Algunas cocinas del Ecuador viven locas por el aguacate (la palta cambia de género en la frontera). No lo he encontrado en el viaje de dos semanas que acabo de cerrar. Buscaba el contacto con las despensas fundamentales del Ecuador, que suelen estar más en lo cotidiano que en lo excepcional, pero me ha servido para muchas otras cosas. Por lo pronto he vuelto a vivir de cerca la realidad del productor latinoamericano.
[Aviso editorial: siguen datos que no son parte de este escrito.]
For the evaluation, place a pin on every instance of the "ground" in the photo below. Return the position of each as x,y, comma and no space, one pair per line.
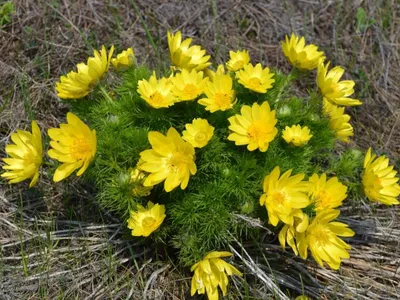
56,243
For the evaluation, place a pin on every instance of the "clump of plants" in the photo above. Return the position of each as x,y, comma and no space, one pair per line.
178,155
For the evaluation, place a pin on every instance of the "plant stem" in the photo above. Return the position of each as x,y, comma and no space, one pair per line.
105,94
292,75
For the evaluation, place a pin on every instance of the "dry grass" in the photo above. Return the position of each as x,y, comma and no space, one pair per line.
55,243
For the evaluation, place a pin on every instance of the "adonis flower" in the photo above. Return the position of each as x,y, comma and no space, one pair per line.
157,93
255,78
299,55
188,85
124,60
284,196
254,127
322,238
326,193
171,159
25,156
338,121
335,91
211,74
146,220
220,95
74,145
199,133
185,57
76,85
137,179
238,60
296,135
210,273
379,179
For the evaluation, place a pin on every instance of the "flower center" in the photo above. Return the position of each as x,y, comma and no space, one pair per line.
279,198
190,91
200,137
30,158
177,161
258,130
223,100
254,83
80,149
148,222
238,65
157,98
321,235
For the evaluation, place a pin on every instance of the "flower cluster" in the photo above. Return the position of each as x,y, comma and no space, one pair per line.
205,113
285,196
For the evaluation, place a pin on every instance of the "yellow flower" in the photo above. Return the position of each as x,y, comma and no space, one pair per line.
297,135
326,193
188,85
338,121
288,233
321,237
76,85
220,94
137,179
255,127
74,145
334,90
124,60
299,55
211,74
211,272
157,93
199,133
238,60
185,57
284,196
25,156
379,180
255,78
171,159
144,221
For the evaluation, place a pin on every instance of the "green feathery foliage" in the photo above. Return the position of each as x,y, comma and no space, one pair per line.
229,178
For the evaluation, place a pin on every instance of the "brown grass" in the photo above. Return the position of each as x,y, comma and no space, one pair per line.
55,243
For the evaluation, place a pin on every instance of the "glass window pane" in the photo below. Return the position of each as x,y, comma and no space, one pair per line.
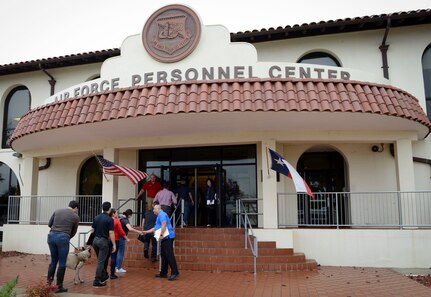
239,154
90,178
320,58
426,67
196,156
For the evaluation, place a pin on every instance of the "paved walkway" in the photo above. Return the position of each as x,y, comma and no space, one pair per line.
327,281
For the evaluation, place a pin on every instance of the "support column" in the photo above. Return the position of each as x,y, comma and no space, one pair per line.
28,204
406,181
269,187
110,183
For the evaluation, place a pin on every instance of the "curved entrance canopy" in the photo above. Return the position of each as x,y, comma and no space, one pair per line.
217,106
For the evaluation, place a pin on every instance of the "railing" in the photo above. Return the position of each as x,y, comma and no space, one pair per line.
39,209
243,220
393,209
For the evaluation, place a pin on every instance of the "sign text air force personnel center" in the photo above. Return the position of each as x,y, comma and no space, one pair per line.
346,102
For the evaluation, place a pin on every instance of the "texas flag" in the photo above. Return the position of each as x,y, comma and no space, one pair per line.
279,164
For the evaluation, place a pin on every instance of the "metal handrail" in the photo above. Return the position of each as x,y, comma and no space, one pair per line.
85,237
248,232
119,207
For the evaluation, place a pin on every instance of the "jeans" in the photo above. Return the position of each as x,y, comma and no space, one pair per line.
114,258
187,210
168,257
121,249
147,239
101,247
58,243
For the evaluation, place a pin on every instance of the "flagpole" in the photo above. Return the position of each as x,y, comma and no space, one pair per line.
98,161
267,162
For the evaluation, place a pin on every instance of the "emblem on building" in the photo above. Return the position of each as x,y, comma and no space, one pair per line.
171,33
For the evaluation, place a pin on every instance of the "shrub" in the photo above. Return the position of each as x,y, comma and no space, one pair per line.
7,289
41,289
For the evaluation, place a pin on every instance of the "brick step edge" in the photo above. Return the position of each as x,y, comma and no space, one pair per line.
310,265
233,252
296,258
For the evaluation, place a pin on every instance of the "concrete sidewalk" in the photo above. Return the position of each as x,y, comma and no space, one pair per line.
326,281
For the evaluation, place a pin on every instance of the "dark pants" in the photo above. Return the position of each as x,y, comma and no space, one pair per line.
187,210
58,243
168,257
101,247
114,256
167,209
211,215
147,239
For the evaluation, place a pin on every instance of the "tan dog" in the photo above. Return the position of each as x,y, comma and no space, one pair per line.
76,260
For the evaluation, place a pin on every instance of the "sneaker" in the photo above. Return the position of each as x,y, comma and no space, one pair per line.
98,285
61,290
173,277
159,275
104,279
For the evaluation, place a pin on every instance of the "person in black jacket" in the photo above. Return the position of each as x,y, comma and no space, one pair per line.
103,228
64,224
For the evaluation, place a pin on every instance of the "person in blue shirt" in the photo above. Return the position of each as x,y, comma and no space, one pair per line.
166,243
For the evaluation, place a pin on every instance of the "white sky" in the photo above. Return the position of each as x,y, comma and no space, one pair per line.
37,29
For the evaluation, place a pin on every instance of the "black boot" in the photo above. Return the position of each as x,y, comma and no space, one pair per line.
51,273
60,278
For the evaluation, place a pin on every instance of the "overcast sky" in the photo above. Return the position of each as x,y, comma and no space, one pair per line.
37,29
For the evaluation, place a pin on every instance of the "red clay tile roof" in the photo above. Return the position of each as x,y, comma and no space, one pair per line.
373,22
266,95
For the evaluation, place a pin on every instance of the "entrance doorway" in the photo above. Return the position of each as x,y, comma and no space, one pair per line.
195,178
232,168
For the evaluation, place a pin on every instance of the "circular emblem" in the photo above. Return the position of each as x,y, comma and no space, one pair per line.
171,33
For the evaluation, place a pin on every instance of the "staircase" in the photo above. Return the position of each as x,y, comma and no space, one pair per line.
221,249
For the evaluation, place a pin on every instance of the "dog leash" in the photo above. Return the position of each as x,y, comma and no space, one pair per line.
73,245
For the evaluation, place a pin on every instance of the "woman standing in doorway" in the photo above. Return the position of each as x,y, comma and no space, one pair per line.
125,223
210,200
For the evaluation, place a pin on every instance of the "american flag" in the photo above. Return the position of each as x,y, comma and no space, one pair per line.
110,168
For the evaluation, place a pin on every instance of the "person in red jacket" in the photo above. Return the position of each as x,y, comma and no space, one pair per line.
119,232
152,187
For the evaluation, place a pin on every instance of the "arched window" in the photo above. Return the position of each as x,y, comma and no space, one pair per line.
426,68
90,190
8,186
16,105
319,58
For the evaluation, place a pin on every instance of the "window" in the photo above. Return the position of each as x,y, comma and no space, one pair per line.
8,186
319,58
16,105
90,190
426,68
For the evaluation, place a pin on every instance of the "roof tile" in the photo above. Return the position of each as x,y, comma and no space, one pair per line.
285,95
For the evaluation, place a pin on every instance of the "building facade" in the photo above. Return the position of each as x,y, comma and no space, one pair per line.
345,102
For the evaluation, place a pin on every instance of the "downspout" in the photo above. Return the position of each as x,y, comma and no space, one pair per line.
384,50
52,83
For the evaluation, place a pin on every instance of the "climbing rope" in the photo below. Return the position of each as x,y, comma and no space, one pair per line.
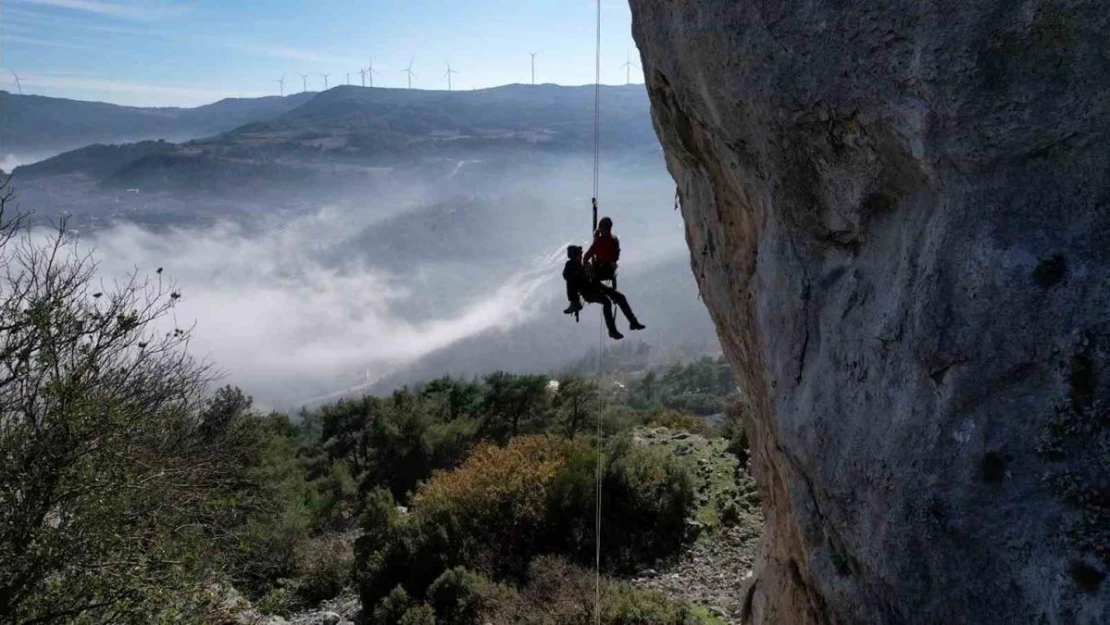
601,330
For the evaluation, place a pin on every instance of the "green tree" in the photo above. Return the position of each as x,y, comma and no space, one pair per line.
103,456
514,404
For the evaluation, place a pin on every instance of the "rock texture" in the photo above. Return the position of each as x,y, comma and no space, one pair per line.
898,213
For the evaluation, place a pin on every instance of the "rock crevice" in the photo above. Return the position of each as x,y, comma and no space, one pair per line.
898,215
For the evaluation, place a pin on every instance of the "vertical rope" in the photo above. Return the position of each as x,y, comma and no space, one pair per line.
601,330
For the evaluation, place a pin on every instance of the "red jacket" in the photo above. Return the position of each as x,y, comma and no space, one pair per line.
605,249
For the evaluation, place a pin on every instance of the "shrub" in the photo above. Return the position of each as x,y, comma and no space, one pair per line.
115,477
323,566
682,421
559,593
646,497
506,505
458,596
733,429
393,607
419,615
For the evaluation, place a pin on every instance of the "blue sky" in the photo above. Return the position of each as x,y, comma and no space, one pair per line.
189,52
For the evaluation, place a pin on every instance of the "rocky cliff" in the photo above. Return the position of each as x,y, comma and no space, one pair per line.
898,213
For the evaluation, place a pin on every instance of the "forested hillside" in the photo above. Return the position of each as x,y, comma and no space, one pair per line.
134,494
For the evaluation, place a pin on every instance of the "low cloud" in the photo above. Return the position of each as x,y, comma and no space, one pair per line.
288,329
178,94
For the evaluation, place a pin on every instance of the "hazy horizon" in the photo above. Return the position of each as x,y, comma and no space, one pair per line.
114,51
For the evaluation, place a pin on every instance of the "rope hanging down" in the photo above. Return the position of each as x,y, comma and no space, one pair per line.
601,332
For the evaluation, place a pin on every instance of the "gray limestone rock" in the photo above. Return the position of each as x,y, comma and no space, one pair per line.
898,214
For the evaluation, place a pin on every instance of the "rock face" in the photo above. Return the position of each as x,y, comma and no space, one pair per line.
899,218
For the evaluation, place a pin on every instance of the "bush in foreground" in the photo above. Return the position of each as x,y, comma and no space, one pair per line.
505,506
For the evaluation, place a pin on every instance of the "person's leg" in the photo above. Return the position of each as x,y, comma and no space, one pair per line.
611,321
621,301
572,295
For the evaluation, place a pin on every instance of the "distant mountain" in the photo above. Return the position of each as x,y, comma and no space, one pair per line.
347,135
37,124
536,116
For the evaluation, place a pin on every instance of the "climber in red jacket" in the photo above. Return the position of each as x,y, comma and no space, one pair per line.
604,252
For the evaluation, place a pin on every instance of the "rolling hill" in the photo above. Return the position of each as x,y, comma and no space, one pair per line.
352,130
37,124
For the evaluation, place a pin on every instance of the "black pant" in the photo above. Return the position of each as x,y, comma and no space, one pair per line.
598,293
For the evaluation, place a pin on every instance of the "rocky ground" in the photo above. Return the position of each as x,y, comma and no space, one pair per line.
710,573
713,571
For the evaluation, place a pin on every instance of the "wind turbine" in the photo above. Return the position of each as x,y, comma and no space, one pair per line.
627,68
409,70
450,71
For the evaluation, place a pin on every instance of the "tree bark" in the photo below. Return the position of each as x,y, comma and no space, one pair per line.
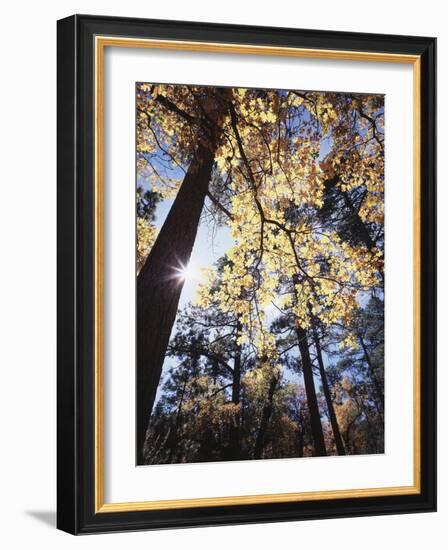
234,436
379,395
159,285
313,408
323,375
265,418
No importa en qué país esté ni qué cultive, coseche, críe o recolecte, la historia se repite en un bucle que no parece tener fin.

 

Unos días en la Amazonía, en los alrededores de Coca y Archidona, otros en las campiñas andinas de Salinas de Guaranda, siempre tremendas e impoonentes, y unos más en los sembríos y las playas de la fascinante Manabí, una provincia rica y abierta que hoy vive el oprobio del narcotráfico institucionalizado y las mafias policiales (el día que se me quite la vergüenza y el susto, y sea capaz de pasar por encima de las amenazas de muerte de algunos funcionarios de la comisaría de Bahía, desempolvo las fotos del cabecilla, su cara aniñada y sus tatuajes de sicario uniformado, y les cuento). Calculo que he visitado y conocido a una treintena larga de productores: mujeres cuyas vidas transcurren íntegramente alrededor de la yuca, productoras de papa que solo consiguen una cosecha cada ocho años, recolectoras de macambo, pechiche o chonta, agricultores dedicados al maíz amarillo, el plátano o el maní, o criadoras de cachema que fueron expulsadas de sus tierras por la iglesia católica y tuvieron que recomprárselas pagando mil veces lo recibido para reconquistar su forma de vida.

 

No hay espacio para enumerarlos todos ni para una relación completa de agravios; serán los protagonistas de un libro en el que trabajamos y del que les contaré cuando corresponda. Volví abrumado por todas las historias sangrantes que marcan el día a día de cada uno de ellos, y por encima suyo con los ejemplos de vida, orgullo y fortaleza que me han demostrado a lo largo de horas de conversaciones, a veces de almuerzos compartidos.

 

Hay algo que no se me va de la cabeza. Salvo tres excepciones de empresarios asentados, ninguna o ninguno conseguían ingresar más de mil dólares al año; lo normal es que no pasen de cuatrocientos. Eso sucede en un país en el que el salario mínimo está fijado en cuatrocientos veinticinco dólares mensuales. También ocurre en un país que pelea por reivindicar sus cocinas y poner en valor sus raíces, pero en el que los discursos de los cocineros que aspiran a la condición de estrella no acostumbran coincidir con lo que practican.